En el siglo XVIII, El Real Jardín Botánico de Madrid era una Institución importante para la Corona Española. Con la ilustración europea había crecido el interés por fomentar una ciencia útil y se vio en la botánica y sus aplicaciones un medio para cumplir tales objetivos.

De las principales expediciones, la de Nueva España recorrió México, parte de Centro América y algunas islas del Caribe; la de Perú y Chile viajó por buena parte de Chile, Perú y el sur de Ecuador, y la del Nuevo Reino de Granada, que estuvo a cargo de José Celestino Mutis, estudió parte de Colombia y Ecuador.

Entre los objetivos generales estaban los de clasificar, determinar, describir, dibujar y formar herbarios de plantas, tanto de las existentes como de las que se descubrieran. Pero las expediciones no estuvieron libres de otros objetivos que se fueron dando en el transcurso de ésta: la búsqueda de la quina, el cultivo de la canela, la recolección de metales preciosos y la exploración de posibles fuentes de madera para la construcción naval. Un objetivo claro de las expediciones botánicas antiguas y actuales estuvo atravesado por la etnobotánica, es decir, hablar con la gente local para saber qué utilizaba, para qué, cómo, etc. Nunca se colectaba sin esa información, de ahí que se pudieron conocer especies con efectos psicotóxicos, alimenticios y otros.

Las actividades de la expedición botánica en Colombia estuvieron centradas en Bogotá y sus alrededores, la laguna de Pedro Palo, la Mesa de Juan Díaz, Guaduas Honda y los alrededores de Mariquita.

La Expedición contó, además, con algunos comisionados que residieron y trabajaron en otras zonas; entre ellos el más importante fue Francisco José de Caldas, quien durante 4 años recorrió el actual territorio ecuatoriano recolectando plantas. Llegó a Bogotá en 1808 acompañado por una recua de dieciséis mulas cargadas de materiales de historia natural.

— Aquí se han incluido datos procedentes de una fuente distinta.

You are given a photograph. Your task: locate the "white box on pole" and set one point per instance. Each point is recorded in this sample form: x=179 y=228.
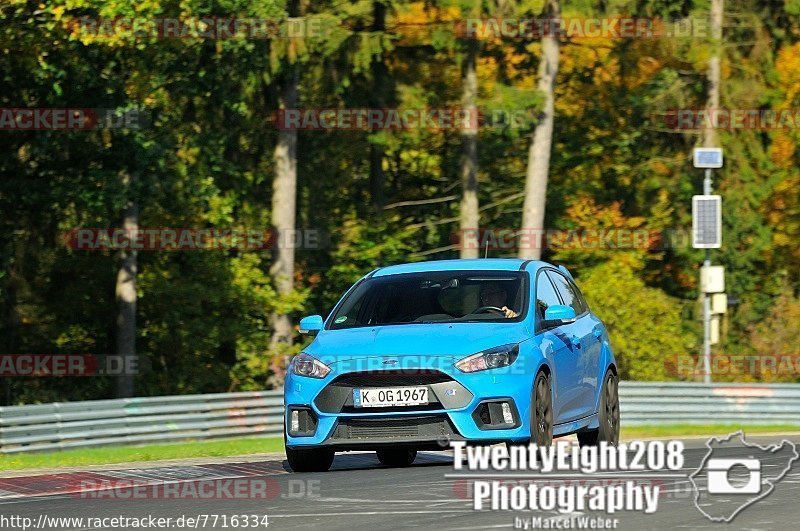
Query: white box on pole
x=712 y=279
x=719 y=303
x=714 y=332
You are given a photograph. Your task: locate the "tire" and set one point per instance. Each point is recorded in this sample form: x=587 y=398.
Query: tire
x=608 y=415
x=396 y=458
x=311 y=460
x=541 y=426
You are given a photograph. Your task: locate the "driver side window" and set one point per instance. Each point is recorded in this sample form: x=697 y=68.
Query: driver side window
x=546 y=296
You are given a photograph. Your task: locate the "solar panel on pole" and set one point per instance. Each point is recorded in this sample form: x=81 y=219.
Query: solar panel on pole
x=706 y=222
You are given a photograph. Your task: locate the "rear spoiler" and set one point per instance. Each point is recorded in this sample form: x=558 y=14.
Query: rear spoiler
x=565 y=271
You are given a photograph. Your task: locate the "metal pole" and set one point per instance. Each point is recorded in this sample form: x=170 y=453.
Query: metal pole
x=707 y=300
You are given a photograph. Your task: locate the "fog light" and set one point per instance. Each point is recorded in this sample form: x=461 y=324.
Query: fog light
x=508 y=418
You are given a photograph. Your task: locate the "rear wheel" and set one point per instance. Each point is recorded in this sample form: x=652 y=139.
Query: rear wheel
x=608 y=415
x=542 y=411
x=311 y=460
x=395 y=457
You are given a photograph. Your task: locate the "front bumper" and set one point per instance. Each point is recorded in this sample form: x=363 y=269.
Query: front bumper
x=460 y=408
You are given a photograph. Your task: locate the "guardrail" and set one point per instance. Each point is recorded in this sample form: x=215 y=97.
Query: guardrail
x=175 y=418
x=139 y=420
x=653 y=403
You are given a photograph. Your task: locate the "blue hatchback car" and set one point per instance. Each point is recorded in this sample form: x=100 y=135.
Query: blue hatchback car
x=416 y=355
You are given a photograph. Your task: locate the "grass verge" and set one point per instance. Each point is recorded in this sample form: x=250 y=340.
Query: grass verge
x=687 y=430
x=123 y=454
x=255 y=445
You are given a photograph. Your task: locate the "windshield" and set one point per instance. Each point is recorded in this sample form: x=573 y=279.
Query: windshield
x=434 y=297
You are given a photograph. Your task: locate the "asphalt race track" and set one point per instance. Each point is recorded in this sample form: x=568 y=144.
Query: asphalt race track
x=358 y=493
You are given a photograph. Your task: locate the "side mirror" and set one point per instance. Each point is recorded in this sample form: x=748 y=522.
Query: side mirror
x=558 y=315
x=311 y=325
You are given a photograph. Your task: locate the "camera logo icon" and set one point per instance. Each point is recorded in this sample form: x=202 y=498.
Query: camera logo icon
x=719 y=472
x=731 y=476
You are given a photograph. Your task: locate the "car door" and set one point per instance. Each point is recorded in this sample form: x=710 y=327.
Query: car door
x=585 y=346
x=556 y=348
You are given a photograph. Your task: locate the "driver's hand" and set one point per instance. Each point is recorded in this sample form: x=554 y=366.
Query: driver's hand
x=509 y=312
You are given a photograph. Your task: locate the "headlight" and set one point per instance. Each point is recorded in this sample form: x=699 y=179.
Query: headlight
x=489 y=359
x=305 y=365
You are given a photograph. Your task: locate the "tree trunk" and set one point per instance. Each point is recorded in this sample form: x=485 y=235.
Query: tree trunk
x=381 y=93
x=126 y=297
x=470 y=216
x=713 y=73
x=530 y=247
x=284 y=192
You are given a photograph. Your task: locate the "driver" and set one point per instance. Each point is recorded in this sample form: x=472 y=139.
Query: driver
x=493 y=295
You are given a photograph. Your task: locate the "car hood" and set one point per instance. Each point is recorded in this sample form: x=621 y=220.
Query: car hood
x=454 y=340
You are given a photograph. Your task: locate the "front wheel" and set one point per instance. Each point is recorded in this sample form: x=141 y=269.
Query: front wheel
x=396 y=457
x=608 y=415
x=310 y=460
x=542 y=411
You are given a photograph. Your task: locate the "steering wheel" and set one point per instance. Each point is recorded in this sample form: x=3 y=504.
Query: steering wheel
x=483 y=309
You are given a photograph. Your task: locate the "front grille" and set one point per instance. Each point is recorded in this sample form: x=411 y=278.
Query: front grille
x=432 y=427
x=443 y=391
x=391 y=378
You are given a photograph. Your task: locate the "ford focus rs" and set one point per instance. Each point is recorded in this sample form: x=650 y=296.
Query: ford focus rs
x=414 y=356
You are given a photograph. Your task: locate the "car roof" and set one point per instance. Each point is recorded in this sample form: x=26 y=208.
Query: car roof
x=480 y=264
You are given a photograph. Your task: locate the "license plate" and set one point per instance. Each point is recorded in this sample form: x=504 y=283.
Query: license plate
x=390 y=396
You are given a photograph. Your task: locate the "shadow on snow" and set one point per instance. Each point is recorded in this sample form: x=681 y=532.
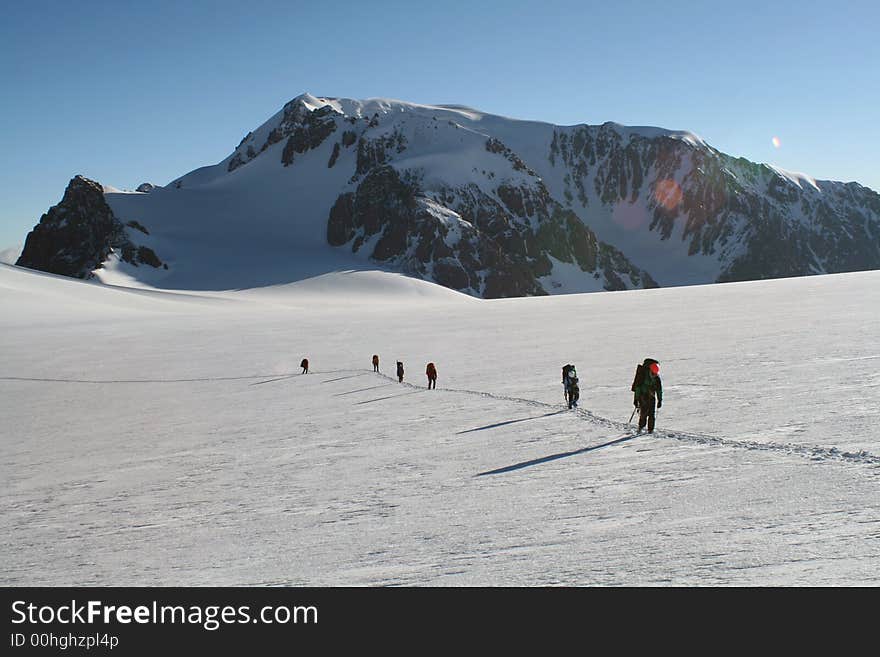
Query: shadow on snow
x=370 y=401
x=553 y=457
x=501 y=424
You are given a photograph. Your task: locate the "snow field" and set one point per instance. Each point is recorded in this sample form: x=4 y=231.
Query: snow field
x=177 y=444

Otros miembros de la Expedición recorrieron el valle alto del río Magdalena. Allí estuvo como primer comisionado Fray Diego García, quién exploró entre La Palma y Timaná y llegó hasta la zona de los Andaquíes. García exploró durante casi cuatro años recolectando animales, muestras minerales, semillas y plantas. En Santander estuvo Eloy Valenzuela quien, durante el primer año, fue subdirector de la Expedición y luego se retiró por problemas de salud. Se estableció en Bucaramanga y desde allí siguió enviando material botánico.